My husband Jim and I had an end-in-mind experience recently as we made plans for our burial, even ordering up the headstone and its banner --"Loved much; much loved" -- a bit presumptuous now that I type it out!?? (We are in good company, it seems. The Vatican announced last month some of Pope Francis' own planning -- burial in a simple cypress wood casket in a crypt not at St. Peter's but at the Basilica of St. Paul Outside the Walls, the place where he has gone to pray before and after each of his pilgrimages.) What a humbling experience it was to see our names etched in stone, with our birth years, the long dashes - and then the big empty spaces. These in-the-short-term 'endings' are unknown to us, but we know, in faith, just what is in store for us: the eternal rock-solid promises of our self-emptying God fulfilled in ways beyond our imaginings.

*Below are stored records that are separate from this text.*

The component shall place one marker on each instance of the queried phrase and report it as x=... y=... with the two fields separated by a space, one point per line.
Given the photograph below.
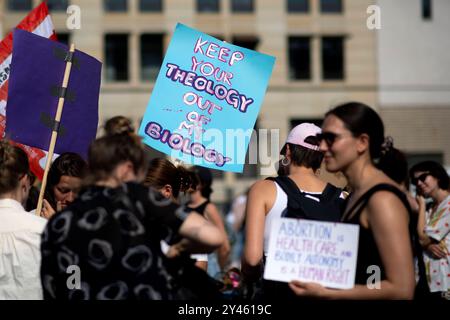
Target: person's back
x=280 y=197
x=113 y=235
x=20 y=231
x=106 y=244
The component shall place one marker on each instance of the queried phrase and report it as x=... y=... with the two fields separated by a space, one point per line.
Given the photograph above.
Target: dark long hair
x=67 y=164
x=13 y=166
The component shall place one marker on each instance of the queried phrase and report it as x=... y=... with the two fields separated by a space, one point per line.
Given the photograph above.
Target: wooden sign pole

Early now in Advent, we celebrate the beginning of that beautiful end, the first stanchion in the bridge from crib to the cross to the crypt to life eternal with our loving God. And what is our obligation as we begin each day with this end in mind? Two other pieces of advice from our management guru seem on point: Be proactive. Put first things first. Jesus' parable of the wise and foolish builders in our Gospel today drives home the mandate. Pay attention now, plan, pray, prepare, now while you are living in the dash.
We know the ultimate end of the Greatest Story Ever Told, Jesus' Second Coming in the fullness of time. What a precious gift to open and celebrate, even if Christmas is still weeks away. Peeking is allowed.